| name | rustc-self-profile |
| description | Profile Rust compilation using rustc self-profiling to identify slow compile times, trait resolution bottlenecks, and monomorphization issues. Use when investigating slow Rust builds. |
Rustc Self-Profiling
Profile Rust compilation to identify compilation bottlenecks, especially useful for finding slow trait resolution, excessive monomorphization, and LLVM backend issues.
Prerequisites
- Rust nightly toolchain (self-profiling requires
-Zflag) measuremetools installed:cargo install --git https://github.com/rust-lang/measureme crox summarizeduckdbfor advanced analysis
Steps
1. Run Build with Self-Profiling
# Clean the target crate to get fresh profiling data
cargo +nightly clean -p <crate-name>
# Build with self-profiling enabled
RUSTFLAGS="-Zself-profile=/tmp/<project>-profile" \
cargo +nightly build --bin <binary-name> -p <crate-name>
This generates .mm_profdata files in /tmp/<project>-profile/.

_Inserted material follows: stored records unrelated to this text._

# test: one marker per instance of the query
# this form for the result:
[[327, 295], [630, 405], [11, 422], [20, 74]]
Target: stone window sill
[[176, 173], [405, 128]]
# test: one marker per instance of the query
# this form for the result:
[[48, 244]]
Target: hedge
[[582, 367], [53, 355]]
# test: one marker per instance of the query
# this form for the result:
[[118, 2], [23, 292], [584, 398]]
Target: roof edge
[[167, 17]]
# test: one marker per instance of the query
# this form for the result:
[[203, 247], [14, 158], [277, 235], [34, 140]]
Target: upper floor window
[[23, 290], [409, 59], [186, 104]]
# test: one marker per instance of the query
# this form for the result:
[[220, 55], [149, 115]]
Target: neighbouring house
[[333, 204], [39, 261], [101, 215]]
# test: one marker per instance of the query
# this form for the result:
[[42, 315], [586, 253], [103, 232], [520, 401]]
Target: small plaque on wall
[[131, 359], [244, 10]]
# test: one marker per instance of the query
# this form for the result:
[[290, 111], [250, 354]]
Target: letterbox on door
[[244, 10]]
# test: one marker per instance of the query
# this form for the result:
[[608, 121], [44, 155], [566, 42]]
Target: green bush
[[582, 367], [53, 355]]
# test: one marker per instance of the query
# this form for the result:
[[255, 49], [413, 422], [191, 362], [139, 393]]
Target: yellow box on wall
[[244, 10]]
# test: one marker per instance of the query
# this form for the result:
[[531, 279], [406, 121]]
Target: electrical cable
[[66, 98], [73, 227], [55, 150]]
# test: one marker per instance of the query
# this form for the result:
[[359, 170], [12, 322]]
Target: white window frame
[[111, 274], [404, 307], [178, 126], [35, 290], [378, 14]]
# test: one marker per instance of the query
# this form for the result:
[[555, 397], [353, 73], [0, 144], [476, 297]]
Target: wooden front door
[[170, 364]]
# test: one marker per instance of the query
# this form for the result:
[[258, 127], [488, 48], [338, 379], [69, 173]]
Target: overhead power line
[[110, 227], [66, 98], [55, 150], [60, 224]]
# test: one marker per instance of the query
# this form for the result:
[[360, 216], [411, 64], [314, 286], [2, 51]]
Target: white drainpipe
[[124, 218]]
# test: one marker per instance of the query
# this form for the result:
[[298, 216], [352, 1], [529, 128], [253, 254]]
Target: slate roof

2. Generate Summary Report
# Get high-level summary of where time is spent
summarize summarize /tmp/<project>-profile/<binary>-<pid> | head -100
Key metrics to look for:
- LLVM_module_codegen_emit_obj: LLVM code generation time
- LLVM_module_optimize: LLVM optimization time
- LLVM_lto_optimize: Link-time optimization
- items_of_instance: Monomorphization (how many function instances)
- codegen_select_candidate: Trait resolution during codegen
- type_op_prove_predicate: Proving trait bounds
- typeck: Type checking
- mir_borrowck: Borrow checking
3. Convert to Chrome Profiler Format
cd /tmp/<project>-profile
crox <binary>-<pid>
This creates chrome_profiler.json (~10x larger than .mm_profdata).
4. Analyze with DuckDB
See the analyze-compile-times-duckdb skill for detailed queries.
Quick analysis:
# Top compilation activities
duckdb -c "
SELECT
name,
ROUND(SUM(dur) / 1000000.0, 2) as total_seconds,
COUNT(*) as count,
ROUND(AVG(dur) / 1000000.0, 3) as avg_seconds
FROM read_json('/tmp/<project>-profile/chrome_profiler.json')
WHERE dur IS NOT NULL
GROUP BY name
ORDER BY SUM(dur) DESC
LIMIT 30
"
# Query events (trait resolution, type checking, etc.)
duckdb -c "
SELECT
name,
ROUND(SUM(dur) / 1000000.0, 3) as total_seconds,
COUNT(*) as invocations,
ROUND(MAX(dur) / 1000000.0, 3) as max_seconds
FROM read_json('/tmp/<project>-profile/chrome_profiler.json')
WHERE dur IS NOT NULL
AND cat = 'Query'
GROUP BY name
ORDER BY SUM(dur) DESC
LIMIT 50
"
Interpreting Results
High LLVM Backend Time (LLVM_*)
- Most time in LLVM optimization and codegen
- Consider: reducing optimization level, using
codegen-units, orlto = "thin" - Not much you can do about this besides reducing code size
High Monomorphization (items_of_instance)
- Many generic function instantiations
- Check: number of invocations (43k+ is excessive)
- Consider: fewer generic parameters,
dyn Traitinstead of generics, or consolidating similar types
High Trait Resolution (codegen_select_candidate, type_op_prove_predicate)
- Complex trait bounds taking time to prove
- Check: overlapping trait impls, complex where clauses
- Consider: simplifying trait bounds, splitting complex traits
High Type Checking (typeck, mir_borrowck)
- Large functions or complex types
- Consider: splitting large functions, simplifying type signatures
Viewing in Chrome
Open chrome://tracing and load the chrome_profiler.json file for visual timeline analysis.
Notes
- Use nightly Rust (stable doesn't support
-Zself-profile) - Profile in dev mode first (release mode masks some issues with optimizations)
- Profile data files are large (~200MB for .mm_profdata, ~700MB for chrome_profiler.json)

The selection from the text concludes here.